HD 177765

Observation data Epoch J2000.0 Equinox J2000.0
- Constellation: Sagittarius
- Right ascension: 19^{h} 07^{m} 09.77940^{s}
- Declination: −26° 19′ 54.5064″
- Apparent magnitude (V): 9.15

Characteristics
- Evolutionary stage: main sequence
- Spectral type: A5 SrEuCr
- B−V color index: 0.45
- J−H color index: 0.071
- J−K color index: 0.055
- Variable type: roAp

Astrometry
- Proper motion (μ): RA: −2.063 mas/yr Dec.: −4.425 mas/yr
- Parallax (π): 2.5411±0.0186 mas
- Distance: 1,284 ± 9 ly (394 ± 3 pc)
- Absolute magnitude (M_{V}): 1.55, 1.166

Details
- Mass: 1.81, 2.2 M_{☉}
- Radius: 2.57 R_{☉}
- Luminosity: 18.9, 26.9, ~32 L_{☉}
- Surface gravity (log g): 3.79 cgs
- Temperature: 7420, 7002, 8000 K
- Rotational velocity (v sin i): 2.50 km/s
- Age: 955 Myr
- Other designations: CD−26°13816, CPD−26°6650, HD 177765, SAO 187692, PPM 269324, EPIC 214503319, TIC 465996299, TYC 6882-1808-1, GSC 06882-01808, 2MASS J19070978-2619543, Gaia DR2 6763969142066777344, Renson 49550

Database references
- SIMBAD: data

= HD 177765 =

Star in the constellation Sagittarius

HD 177765 is a white-hued star in the southern constellation of Sagittarius. With an apparent magnitude of 9.15, it is too faint to be seen by the naked eye from Earth, but is dimly visible using binoculars. It is located at a distance of 1284 ly according to Gaia DR3 parallax measurements.

==Description==
The star is classified as a rapidly oscillating Ap star (roAp star). It shows super-solar abundances of chromium and strontium as well as many rare-earth elements such as europium and cerium, but is depleted of carbon and nickel. In 2012, the star was found to pulsate with a low radial velocity amplitude of 7-150 m/s and a period of 23.6 minutes, the latter being the longest out of any known roAp star at the time. Two additional pulsation frequencies were detected in 2016.

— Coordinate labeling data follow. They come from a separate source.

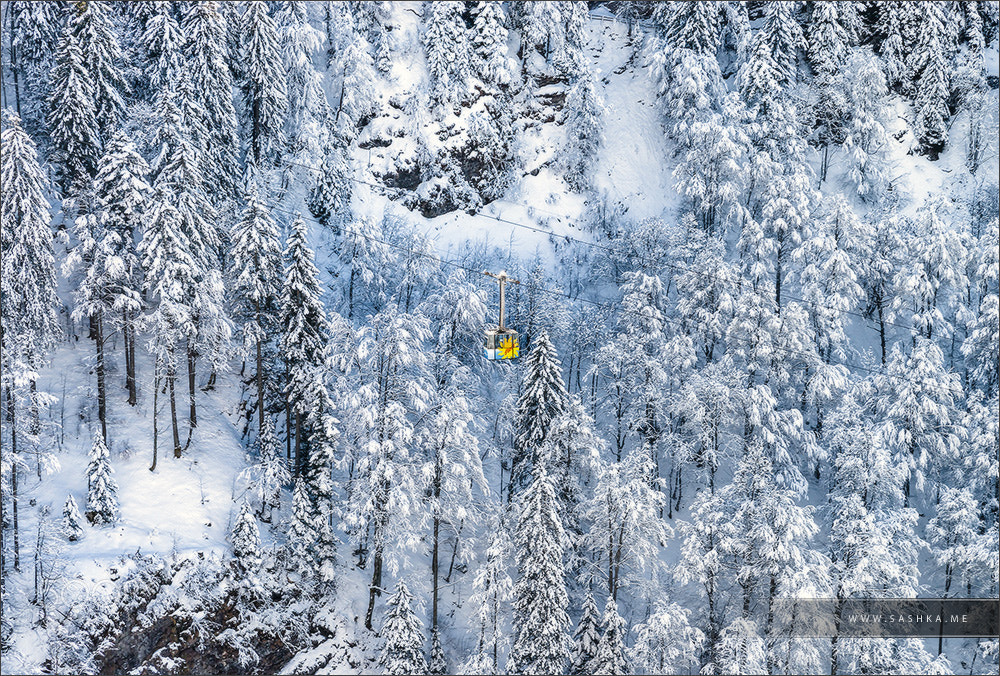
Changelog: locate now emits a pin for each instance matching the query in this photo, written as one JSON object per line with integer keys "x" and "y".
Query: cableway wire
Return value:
{"x": 611, "y": 308}
{"x": 608, "y": 249}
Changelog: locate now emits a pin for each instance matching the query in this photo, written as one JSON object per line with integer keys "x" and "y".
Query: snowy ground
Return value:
{"x": 187, "y": 504}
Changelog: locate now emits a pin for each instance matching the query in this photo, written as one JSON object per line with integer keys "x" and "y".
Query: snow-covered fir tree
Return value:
{"x": 72, "y": 117}
{"x": 385, "y": 493}
{"x": 270, "y": 473}
{"x": 257, "y": 277}
{"x": 301, "y": 533}
{"x": 102, "y": 489}
{"x": 491, "y": 59}
{"x": 929, "y": 70}
{"x": 72, "y": 521}
{"x": 265, "y": 99}
{"x": 402, "y": 631}
{"x": 207, "y": 57}
{"x": 492, "y": 591}
{"x": 543, "y": 398}
{"x": 692, "y": 25}
{"x": 446, "y": 48}
{"x": 94, "y": 28}
{"x": 586, "y": 638}
{"x": 666, "y": 641}
{"x": 541, "y": 639}
{"x": 583, "y": 131}
{"x": 611, "y": 657}
{"x": 330, "y": 194}
{"x": 30, "y": 324}
{"x": 163, "y": 43}
{"x": 245, "y": 538}
{"x": 304, "y": 329}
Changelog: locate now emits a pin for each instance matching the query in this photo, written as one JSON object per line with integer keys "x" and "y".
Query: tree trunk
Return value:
{"x": 171, "y": 377}
{"x": 14, "y": 65}
{"x": 436, "y": 543}
{"x": 156, "y": 399}
{"x": 881, "y": 330}
{"x": 260, "y": 386}
{"x": 777, "y": 281}
{"x": 129, "y": 332}
{"x": 193, "y": 412}
{"x": 298, "y": 444}
{"x": 102, "y": 399}
{"x": 11, "y": 415}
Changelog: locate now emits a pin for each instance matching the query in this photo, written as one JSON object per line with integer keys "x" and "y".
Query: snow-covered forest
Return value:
{"x": 248, "y": 425}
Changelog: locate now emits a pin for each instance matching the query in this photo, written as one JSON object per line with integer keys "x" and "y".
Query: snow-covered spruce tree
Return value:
{"x": 954, "y": 536}
{"x": 571, "y": 60}
{"x": 330, "y": 194}
{"x": 269, "y": 473}
{"x": 454, "y": 475}
{"x": 828, "y": 38}
{"x": 180, "y": 171}
{"x": 865, "y": 137}
{"x": 305, "y": 330}
{"x": 582, "y": 116}
{"x": 93, "y": 253}
{"x": 541, "y": 642}
{"x": 438, "y": 663}
{"x": 385, "y": 492}
{"x": 706, "y": 292}
{"x": 72, "y": 118}
{"x": 666, "y": 642}
{"x": 207, "y": 58}
{"x": 712, "y": 146}
{"x": 35, "y": 28}
{"x": 446, "y": 49}
{"x": 983, "y": 332}
{"x": 891, "y": 29}
{"x": 307, "y": 129}
{"x": 323, "y": 438}
{"x": 586, "y": 638}
{"x": 162, "y": 48}
{"x": 403, "y": 651}
{"x": 828, "y": 278}
{"x": 627, "y": 531}
{"x": 72, "y": 521}
{"x": 492, "y": 591}
{"x": 928, "y": 284}
{"x": 915, "y": 402}
{"x": 873, "y": 546}
{"x": 491, "y": 60}
{"x": 740, "y": 650}
{"x": 301, "y": 534}
{"x": 355, "y": 69}
{"x": 264, "y": 86}
{"x": 930, "y": 72}
{"x": 96, "y": 33}
{"x": 102, "y": 489}
{"x": 28, "y": 279}
{"x": 122, "y": 197}
{"x": 373, "y": 20}
{"x": 768, "y": 537}
{"x": 543, "y": 398}
{"x": 542, "y": 29}
{"x": 169, "y": 270}
{"x": 573, "y": 452}
{"x": 694, "y": 26}
{"x": 257, "y": 276}
{"x": 611, "y": 657}
{"x": 245, "y": 538}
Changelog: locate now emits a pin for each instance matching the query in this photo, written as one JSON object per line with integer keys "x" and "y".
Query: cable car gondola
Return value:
{"x": 501, "y": 343}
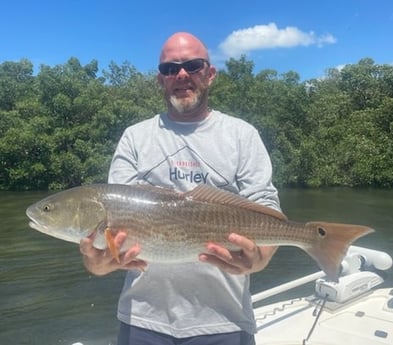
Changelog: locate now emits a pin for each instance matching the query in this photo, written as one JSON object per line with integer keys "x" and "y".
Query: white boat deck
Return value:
{"x": 367, "y": 320}
{"x": 358, "y": 314}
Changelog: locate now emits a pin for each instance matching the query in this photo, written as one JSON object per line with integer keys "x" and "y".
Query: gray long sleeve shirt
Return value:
{"x": 191, "y": 299}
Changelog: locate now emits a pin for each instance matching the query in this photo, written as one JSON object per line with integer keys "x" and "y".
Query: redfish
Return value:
{"x": 174, "y": 227}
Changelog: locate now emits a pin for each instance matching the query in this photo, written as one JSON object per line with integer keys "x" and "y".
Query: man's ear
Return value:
{"x": 212, "y": 74}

The precise stellar parameters vary from publication to publication, but the star is considered to be part of a group of evolved roAp stars with long pulsation periods, alongside β CrB A and HD 116114. The existence of this group implies a systematic shift of rare-earth emission line anomalies as roAp stars age.